NCPA - National Center for Policy Analysis

Medicaid Enrollment to Increase Substantially under Health Reform

October 24, 2011

The Patient Protection and Affordable Care Act, commonly known as ObamaCare, will have a profound impact on Medicaid patients.  It will make the program more expensive for states and worsen care for those who need it most by adding more people to a failing program, says Jonathan Ingram, a health care policy analyst with the Illinois Policy Institute.

  • For example, under ObamaCare, total Medicaid enrollment in Illinois will reach nearly 4.5 million people in 2019 -- three times the enrollment only a decade ago.
  • This expansion will cost Illinois $1.4 billion in the first year alone.
  • By 2019, Illinois will have spent $10 billion more on Medicaid than the state would have had ObamaCare not been implemented.

Illinois' Medicaid program already fails to serve those who need it most.  The state's long delays in paying providers have forced many doctors to make Medicaid patients wait longer, if they agree to see them at all.  If and when they receive care, they frequently suffer worse outcomes than even the uninsured.  With Illinois recently lengthening payment delays to record lengths, these problems will only get worse, says Ingram.

ObamaCare should immediately be repealed and replaced.  Reform should focus on consumers and leave states with the flexibility to design and manage Medicaid programs that fit the unique needs of their communities.
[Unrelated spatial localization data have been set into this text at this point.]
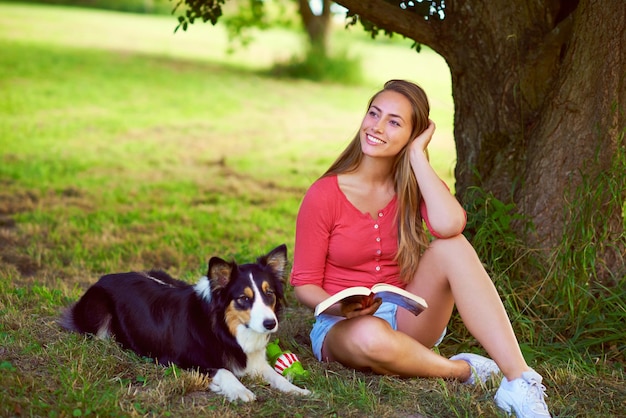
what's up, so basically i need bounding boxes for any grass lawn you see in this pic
[0,3,624,417]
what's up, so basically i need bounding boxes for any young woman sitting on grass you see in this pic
[290,79,551,418]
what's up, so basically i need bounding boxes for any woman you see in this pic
[290,80,551,418]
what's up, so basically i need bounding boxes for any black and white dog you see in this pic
[59,244,310,402]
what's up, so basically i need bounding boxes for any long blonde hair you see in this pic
[323,80,431,282]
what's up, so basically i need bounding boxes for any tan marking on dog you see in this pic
[224,287,254,336]
[261,281,270,293]
[261,281,276,308]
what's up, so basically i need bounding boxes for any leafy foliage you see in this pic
[172,0,296,38]
[172,0,227,31]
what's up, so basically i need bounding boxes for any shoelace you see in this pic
[525,378,549,413]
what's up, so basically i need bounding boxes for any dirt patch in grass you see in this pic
[0,188,41,279]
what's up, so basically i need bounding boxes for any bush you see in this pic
[269,46,364,85]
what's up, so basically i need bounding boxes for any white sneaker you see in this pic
[449,353,500,385]
[495,369,551,417]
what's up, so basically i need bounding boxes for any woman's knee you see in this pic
[329,317,397,361]
[426,234,477,262]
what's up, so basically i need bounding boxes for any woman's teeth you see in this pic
[367,134,385,144]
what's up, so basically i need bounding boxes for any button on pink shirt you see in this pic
[290,175,438,296]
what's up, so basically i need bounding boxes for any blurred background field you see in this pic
[0,1,456,186]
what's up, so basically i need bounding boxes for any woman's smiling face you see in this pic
[359,90,414,159]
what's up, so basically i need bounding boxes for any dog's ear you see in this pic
[259,244,288,311]
[258,244,288,279]
[208,257,234,290]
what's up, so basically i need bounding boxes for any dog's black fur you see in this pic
[59,244,309,402]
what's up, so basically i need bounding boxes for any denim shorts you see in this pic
[310,301,445,361]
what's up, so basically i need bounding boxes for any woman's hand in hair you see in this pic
[410,119,436,154]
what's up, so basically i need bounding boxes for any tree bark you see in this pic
[334,0,625,277]
[522,0,625,281]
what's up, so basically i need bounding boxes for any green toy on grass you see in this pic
[266,339,310,383]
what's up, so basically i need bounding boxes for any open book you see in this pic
[314,283,428,317]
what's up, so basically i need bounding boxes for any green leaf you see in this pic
[0,361,16,371]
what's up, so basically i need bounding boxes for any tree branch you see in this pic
[334,0,440,47]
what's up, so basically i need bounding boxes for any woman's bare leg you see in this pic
[398,234,530,381]
[322,315,473,380]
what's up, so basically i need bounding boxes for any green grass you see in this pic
[1,3,624,417]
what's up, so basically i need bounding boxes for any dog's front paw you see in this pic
[210,382,256,402]
[291,386,311,396]
[209,369,256,402]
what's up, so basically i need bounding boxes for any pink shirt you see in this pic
[290,175,441,295]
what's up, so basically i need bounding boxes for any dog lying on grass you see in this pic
[59,244,310,402]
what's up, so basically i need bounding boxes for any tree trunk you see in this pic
[297,0,332,55]
[522,0,625,282]
[335,0,625,278]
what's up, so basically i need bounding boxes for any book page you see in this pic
[314,286,372,316]
[314,284,427,317]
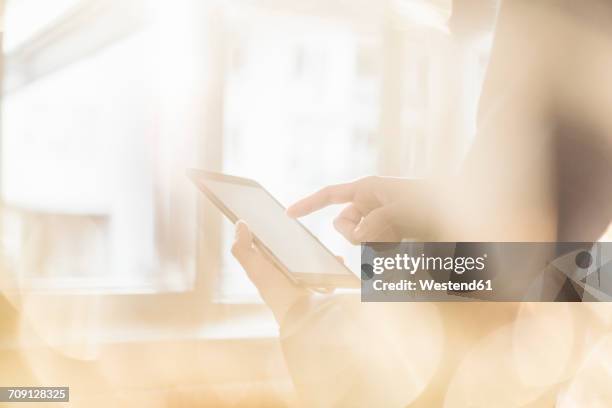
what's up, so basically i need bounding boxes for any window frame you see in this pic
[0,0,269,336]
[0,0,464,338]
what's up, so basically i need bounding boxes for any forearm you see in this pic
[279,294,443,407]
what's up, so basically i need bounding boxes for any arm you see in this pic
[231,222,443,407]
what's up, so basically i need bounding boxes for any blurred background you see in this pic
[7,0,602,406]
[0,0,492,301]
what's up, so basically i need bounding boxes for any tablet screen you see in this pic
[202,178,352,277]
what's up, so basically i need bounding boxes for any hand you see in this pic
[231,221,310,324]
[287,176,434,243]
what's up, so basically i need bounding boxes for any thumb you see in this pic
[231,220,296,290]
[231,220,257,265]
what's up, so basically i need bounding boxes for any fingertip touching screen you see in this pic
[202,178,352,277]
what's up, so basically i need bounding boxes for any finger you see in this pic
[333,204,363,244]
[231,221,307,324]
[286,181,357,218]
[354,205,397,242]
[232,221,288,286]
[231,220,256,263]
[335,255,345,264]
[336,203,363,223]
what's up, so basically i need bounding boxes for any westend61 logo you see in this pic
[371,253,487,275]
[362,242,612,302]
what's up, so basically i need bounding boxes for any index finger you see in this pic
[286,182,357,217]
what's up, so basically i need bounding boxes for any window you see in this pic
[1,0,492,307]
[1,0,198,293]
[219,10,380,300]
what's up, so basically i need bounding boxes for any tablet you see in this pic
[187,169,359,288]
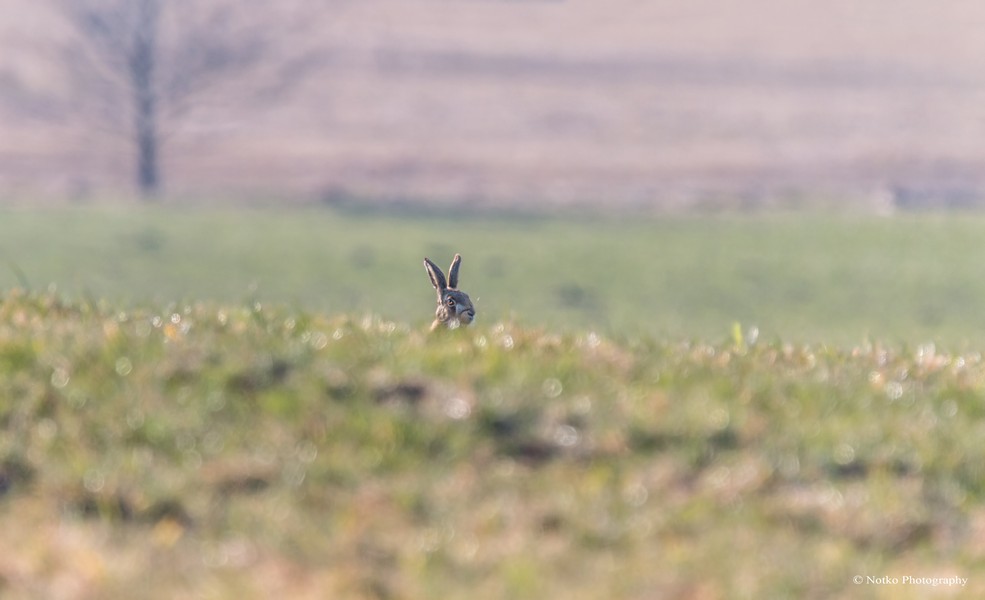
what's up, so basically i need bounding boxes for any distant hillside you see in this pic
[3,0,985,210]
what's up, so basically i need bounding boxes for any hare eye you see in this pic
[446,298,456,307]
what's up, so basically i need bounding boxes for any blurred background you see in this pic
[4,0,985,211]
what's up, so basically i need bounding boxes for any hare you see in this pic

Through consumer-centric reform, coverage will be more affordable for families.  Pairing high-deductible health plans with medical savings accounts will help control costs for Medicaid patients as they have in the private sector.  These plans work by providing financial incentives for making wise choices about health care consumption.

Reducing the number of health care mandates will reduce the costs of insurance premiums, giving consumers greater choice and low-cost options that suit their families' needs.  Affordable coverage ultimately means that more people will participate in the private market, which ensures that the Medicaid program remains fiscally sustainable and that those most in need will have access to quality care.